If Greece demonstrates anything it is the weaknesses of anti-austerity electoral formations and their inability to advance the cause of labour. In the case of Syriza there doesn’t even appear to be possibility of the remnants of a genuine left emerging from it. The opposition to the leadership from the Left Platform faction has failed to materialise. While its ministers resigned from government and its executive members and MPs voted against the bailout legislation this was largely symbolic as it maintained the unity of the party and its continuation in government.   In Greece the failure of a left opposition to emerge could be very dangerous as it would allow the anti-austerity banner to fall into the hands of the neo-Nazi Golden Dawn.  The public perception of a discredited left - exemplified by a Syriza led government enforcing austerity -  could push Greek politics in an extremely reactionary direction. 

Revolution

The defeat that Syriza has led the Greek working class into has been very damaging. In the immediate period it will disorientate and demoralise those within Greece who had illusions in the Syriza approach. It was also demoralise workers in other countries of Europe - such as Spain and Ireland - who had hopes of bringing anti-austerity parties to power through elections.

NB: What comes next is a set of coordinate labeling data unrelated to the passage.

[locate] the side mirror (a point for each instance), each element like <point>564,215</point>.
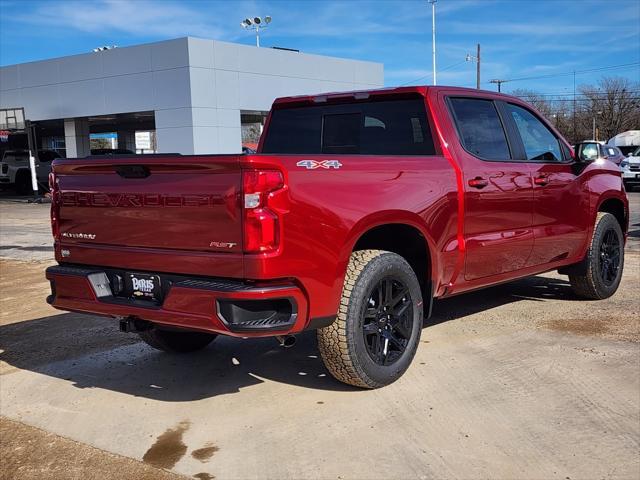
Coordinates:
<point>586,152</point>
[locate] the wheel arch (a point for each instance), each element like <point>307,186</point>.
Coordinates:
<point>402,233</point>
<point>616,207</point>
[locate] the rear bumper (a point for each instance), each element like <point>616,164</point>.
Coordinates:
<point>223,306</point>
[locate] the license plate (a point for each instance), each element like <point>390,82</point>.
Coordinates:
<point>142,286</point>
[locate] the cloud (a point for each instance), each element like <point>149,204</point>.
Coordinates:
<point>138,19</point>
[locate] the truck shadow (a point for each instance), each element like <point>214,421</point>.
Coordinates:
<point>90,352</point>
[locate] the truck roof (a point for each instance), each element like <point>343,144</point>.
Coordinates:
<point>379,92</point>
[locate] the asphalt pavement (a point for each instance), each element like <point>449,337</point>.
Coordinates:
<point>517,381</point>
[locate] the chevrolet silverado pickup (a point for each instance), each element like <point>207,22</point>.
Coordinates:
<point>357,211</point>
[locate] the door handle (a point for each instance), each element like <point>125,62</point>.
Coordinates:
<point>478,182</point>
<point>541,180</point>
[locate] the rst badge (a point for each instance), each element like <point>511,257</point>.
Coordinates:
<point>313,164</point>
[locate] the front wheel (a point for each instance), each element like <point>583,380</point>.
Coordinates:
<point>174,341</point>
<point>377,331</point>
<point>604,261</point>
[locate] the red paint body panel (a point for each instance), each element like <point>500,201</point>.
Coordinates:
<point>169,221</point>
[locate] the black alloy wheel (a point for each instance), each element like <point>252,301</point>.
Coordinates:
<point>388,321</point>
<point>609,259</point>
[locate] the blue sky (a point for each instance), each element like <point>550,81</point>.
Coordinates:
<point>519,38</point>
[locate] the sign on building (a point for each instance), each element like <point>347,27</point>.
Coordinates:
<point>143,141</point>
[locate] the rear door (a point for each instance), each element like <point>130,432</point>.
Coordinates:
<point>561,204</point>
<point>498,191</point>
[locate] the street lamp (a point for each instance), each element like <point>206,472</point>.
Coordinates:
<point>433,36</point>
<point>594,125</point>
<point>498,82</point>
<point>256,23</point>
<point>475,58</point>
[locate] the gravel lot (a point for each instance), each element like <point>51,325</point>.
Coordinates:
<point>517,381</point>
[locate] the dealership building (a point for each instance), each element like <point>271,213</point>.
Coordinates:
<point>188,95</point>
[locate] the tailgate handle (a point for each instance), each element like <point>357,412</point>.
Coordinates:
<point>133,171</point>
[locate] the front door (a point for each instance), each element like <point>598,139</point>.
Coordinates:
<point>498,192</point>
<point>561,206</point>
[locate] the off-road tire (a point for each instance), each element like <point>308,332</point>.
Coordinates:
<point>341,344</point>
<point>591,285</point>
<point>173,341</point>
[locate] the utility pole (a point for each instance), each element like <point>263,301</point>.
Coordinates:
<point>499,82</point>
<point>575,140</point>
<point>433,37</point>
<point>478,68</point>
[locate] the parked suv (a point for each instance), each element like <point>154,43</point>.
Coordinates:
<point>358,209</point>
<point>630,167</point>
<point>15,172</point>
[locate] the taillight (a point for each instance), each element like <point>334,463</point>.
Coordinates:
<point>262,209</point>
<point>55,206</point>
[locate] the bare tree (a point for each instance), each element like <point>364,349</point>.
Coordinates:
<point>535,99</point>
<point>613,104</point>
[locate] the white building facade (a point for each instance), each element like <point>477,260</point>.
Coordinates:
<point>192,93</point>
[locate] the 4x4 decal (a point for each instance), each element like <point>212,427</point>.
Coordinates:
<point>313,164</point>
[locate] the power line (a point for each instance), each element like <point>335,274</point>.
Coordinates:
<point>429,74</point>
<point>568,74</point>
<point>593,94</point>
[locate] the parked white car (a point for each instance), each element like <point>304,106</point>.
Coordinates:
<point>630,167</point>
<point>14,169</point>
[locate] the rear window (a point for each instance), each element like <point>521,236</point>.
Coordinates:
<point>392,127</point>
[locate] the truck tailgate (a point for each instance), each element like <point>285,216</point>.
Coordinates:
<point>154,203</point>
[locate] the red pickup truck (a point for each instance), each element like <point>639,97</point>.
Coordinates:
<point>358,210</point>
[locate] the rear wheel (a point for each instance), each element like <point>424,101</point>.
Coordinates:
<point>604,261</point>
<point>377,331</point>
<point>173,341</point>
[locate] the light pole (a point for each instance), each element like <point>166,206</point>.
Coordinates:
<point>433,37</point>
<point>594,125</point>
<point>475,58</point>
<point>499,82</point>
<point>256,23</point>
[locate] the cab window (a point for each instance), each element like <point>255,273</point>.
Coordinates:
<point>540,145</point>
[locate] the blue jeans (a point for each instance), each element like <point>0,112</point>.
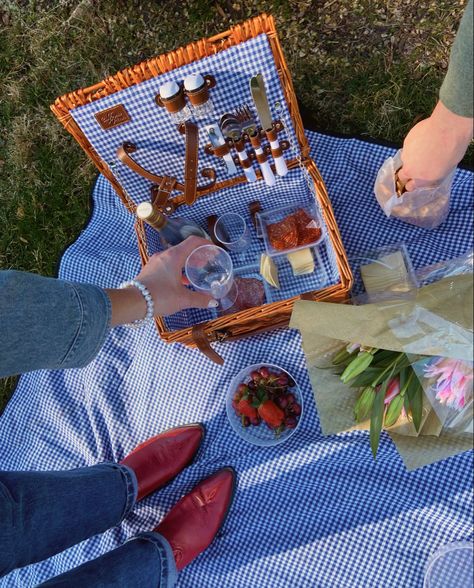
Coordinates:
<point>43,513</point>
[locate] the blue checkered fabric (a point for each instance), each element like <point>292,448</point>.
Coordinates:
<point>161,151</point>
<point>313,512</point>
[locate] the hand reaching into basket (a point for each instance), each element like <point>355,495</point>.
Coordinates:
<point>163,278</point>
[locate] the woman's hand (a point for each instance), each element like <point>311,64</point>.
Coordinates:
<point>434,147</point>
<point>163,277</point>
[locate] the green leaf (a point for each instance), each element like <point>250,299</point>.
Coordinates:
<point>384,358</point>
<point>415,397</point>
<point>364,403</point>
<point>341,356</point>
<point>376,418</point>
<point>393,411</point>
<point>366,378</point>
<point>403,380</point>
<point>357,366</point>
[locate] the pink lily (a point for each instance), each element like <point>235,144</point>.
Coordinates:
<point>393,389</point>
<point>454,381</point>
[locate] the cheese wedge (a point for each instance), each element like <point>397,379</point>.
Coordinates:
<point>389,273</point>
<point>301,261</point>
<point>269,270</point>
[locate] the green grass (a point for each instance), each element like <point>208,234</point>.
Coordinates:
<point>360,66</point>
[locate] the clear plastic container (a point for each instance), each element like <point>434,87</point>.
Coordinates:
<point>380,274</point>
<point>276,215</point>
<point>260,435</point>
<point>451,566</point>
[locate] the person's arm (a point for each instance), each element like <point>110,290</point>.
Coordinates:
<point>50,323</point>
<point>437,144</point>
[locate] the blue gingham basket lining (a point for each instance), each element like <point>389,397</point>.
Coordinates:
<point>161,151</point>
<point>315,511</point>
<point>160,146</point>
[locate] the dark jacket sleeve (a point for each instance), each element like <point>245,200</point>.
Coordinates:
<point>49,323</point>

However, it would wrong to despair. In Greece there is clearly a significant section of the working class - as evidenced by the huge no vote in the referendum - who remain defiant. They are likely to continue to oppose austerity even when it is being imposed by a Syriza led government. The referendum will continue to be a powerful reference point that affords a democratic legitimacy to future struggles. In Greece there is also a strong network of co-operatives and community support groups that - out of desperate necessity - have sprung up during the period of the bailout. Though operating at a basic level they do point towards the possibility of an alternative economy. There are also revolutionary socialist groups - that were never associated with Syriza - which though small have the potential to grow rapidly in any future struggles. Also, around the period of the referendum there were significant demonstrations throughout Europe, which highlighted the possibility of a broader solidarity network.

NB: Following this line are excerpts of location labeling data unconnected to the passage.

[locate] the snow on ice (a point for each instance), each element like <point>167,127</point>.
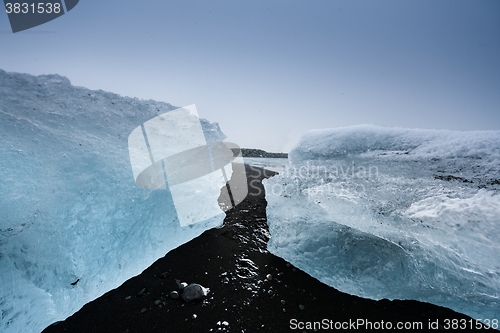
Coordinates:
<point>394,213</point>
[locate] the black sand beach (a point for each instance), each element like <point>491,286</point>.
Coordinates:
<point>233,262</point>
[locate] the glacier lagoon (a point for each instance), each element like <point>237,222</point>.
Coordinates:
<point>73,223</point>
<point>394,213</point>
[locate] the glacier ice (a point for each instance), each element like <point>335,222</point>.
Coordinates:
<point>73,223</point>
<point>394,213</point>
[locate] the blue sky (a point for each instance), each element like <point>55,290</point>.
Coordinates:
<point>268,71</point>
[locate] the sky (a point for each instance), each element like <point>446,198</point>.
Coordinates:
<point>268,71</point>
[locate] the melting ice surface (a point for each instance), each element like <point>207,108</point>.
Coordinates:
<point>394,213</point>
<point>73,224</point>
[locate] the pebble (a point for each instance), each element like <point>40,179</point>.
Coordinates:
<point>141,292</point>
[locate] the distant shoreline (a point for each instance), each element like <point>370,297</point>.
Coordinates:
<point>248,152</point>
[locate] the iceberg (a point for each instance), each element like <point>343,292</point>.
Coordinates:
<point>73,222</point>
<point>394,213</point>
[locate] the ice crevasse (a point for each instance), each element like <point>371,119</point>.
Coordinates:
<point>73,223</point>
<point>394,213</point>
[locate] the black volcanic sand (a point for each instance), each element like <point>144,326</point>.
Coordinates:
<point>233,262</point>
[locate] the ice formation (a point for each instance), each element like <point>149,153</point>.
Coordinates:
<point>394,213</point>
<point>73,223</point>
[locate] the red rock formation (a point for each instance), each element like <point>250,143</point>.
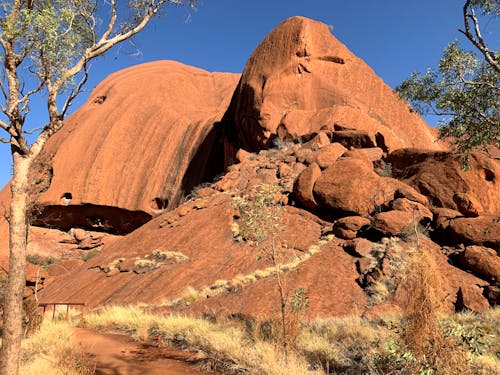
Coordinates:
<point>440,177</point>
<point>301,79</point>
<point>144,138</point>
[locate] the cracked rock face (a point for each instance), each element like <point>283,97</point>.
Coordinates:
<point>301,79</point>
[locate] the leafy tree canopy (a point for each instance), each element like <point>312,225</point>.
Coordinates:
<point>465,89</point>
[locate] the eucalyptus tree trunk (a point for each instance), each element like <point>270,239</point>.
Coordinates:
<point>18,235</point>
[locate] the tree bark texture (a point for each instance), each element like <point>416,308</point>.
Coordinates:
<point>18,235</point>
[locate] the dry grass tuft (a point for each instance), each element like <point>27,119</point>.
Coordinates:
<point>349,345</point>
<point>422,334</point>
<point>226,347</point>
<point>52,351</point>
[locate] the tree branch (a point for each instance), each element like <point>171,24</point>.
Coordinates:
<point>75,92</point>
<point>4,126</point>
<point>105,43</point>
<point>477,40</point>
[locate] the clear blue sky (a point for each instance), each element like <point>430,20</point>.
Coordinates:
<point>395,37</point>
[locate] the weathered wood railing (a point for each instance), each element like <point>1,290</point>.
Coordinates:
<point>44,305</point>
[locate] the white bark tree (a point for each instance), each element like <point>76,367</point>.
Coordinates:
<point>46,48</point>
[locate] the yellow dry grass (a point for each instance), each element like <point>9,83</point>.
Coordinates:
<point>225,346</point>
<point>53,351</point>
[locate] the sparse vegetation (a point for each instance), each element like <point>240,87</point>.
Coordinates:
<point>349,345</point>
<point>175,256</point>
<point>86,256</point>
<point>44,262</point>
<point>51,350</point>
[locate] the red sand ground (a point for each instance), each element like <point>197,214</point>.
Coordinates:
<point>116,354</point>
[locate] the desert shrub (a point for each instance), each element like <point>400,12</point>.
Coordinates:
<point>384,169</point>
<point>224,347</point>
<point>348,345</point>
<point>87,255</point>
<point>44,262</point>
<point>422,336</point>
<point>52,350</point>
<point>175,256</point>
<point>260,213</point>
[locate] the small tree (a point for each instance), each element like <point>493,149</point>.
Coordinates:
<point>261,216</point>
<point>47,46</point>
<point>465,90</point>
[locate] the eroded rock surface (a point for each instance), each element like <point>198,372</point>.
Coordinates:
<point>301,79</point>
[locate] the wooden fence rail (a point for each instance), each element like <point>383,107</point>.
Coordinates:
<point>44,305</point>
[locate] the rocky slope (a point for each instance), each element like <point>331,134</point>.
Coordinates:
<point>141,142</point>
<point>362,182</point>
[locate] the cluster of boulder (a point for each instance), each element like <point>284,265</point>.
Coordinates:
<point>354,163</point>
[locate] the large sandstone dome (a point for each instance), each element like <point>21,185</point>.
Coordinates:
<point>301,79</point>
<point>361,181</point>
<point>144,138</point>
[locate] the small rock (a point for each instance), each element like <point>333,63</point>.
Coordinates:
<point>329,154</point>
<point>393,223</point>
<point>319,141</point>
<point>372,154</point>
<point>242,155</point>
<point>359,247</point>
<point>354,139</point>
<point>467,204</point>
<point>354,223</point>
<point>303,187</point>
<point>471,298</point>
<point>483,262</point>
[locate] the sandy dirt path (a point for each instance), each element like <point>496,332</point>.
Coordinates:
<point>115,354</point>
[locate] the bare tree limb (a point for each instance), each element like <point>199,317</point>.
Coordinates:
<point>32,131</point>
<point>477,40</point>
<point>4,126</point>
<point>75,92</point>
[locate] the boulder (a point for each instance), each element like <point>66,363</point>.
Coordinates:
<point>482,230</point>
<point>347,227</point>
<point>329,154</point>
<point>352,139</point>
<point>301,79</point>
<point>417,209</point>
<point>440,177</point>
<point>348,187</point>
<point>304,184</point>
<point>394,223</point>
<point>319,141</point>
<point>471,298</point>
<point>482,262</point>
<point>359,247</point>
<point>372,153</point>
<point>138,150</point>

Yet the potential of all this will only be realised if the working class parties and organisations throughout Europe draw on the lessons that are contained in the Greek crisis. That there is no reasonable compromise possible within capitalism and that the only way to end austerity is a revolutionary break with the capitalist system. This may sound extreme, but given what the working class in Europe is facing (as exemplified by Greece), any other option would be completely inadequate.

The potential for revolution is not some Marxist fantasy. The fear of upheaval and insatiability has increasingly featured in the utterances of the political elite. Probably the clearest articulation of this came from European Council president Donald Tusk. Comparing the current political atmosphere in Europe to that alter 1968 he said that he could feel “maybe not a revolutionary mood, but something like widespread impatience”. He then went on to warn that “when impatience becomes not an individual but a social experience of feeling, this is the introduction for revolutions”. The capitalist class and their political representatives (unlike many on the left ) are certainly alert to the potential for revolution.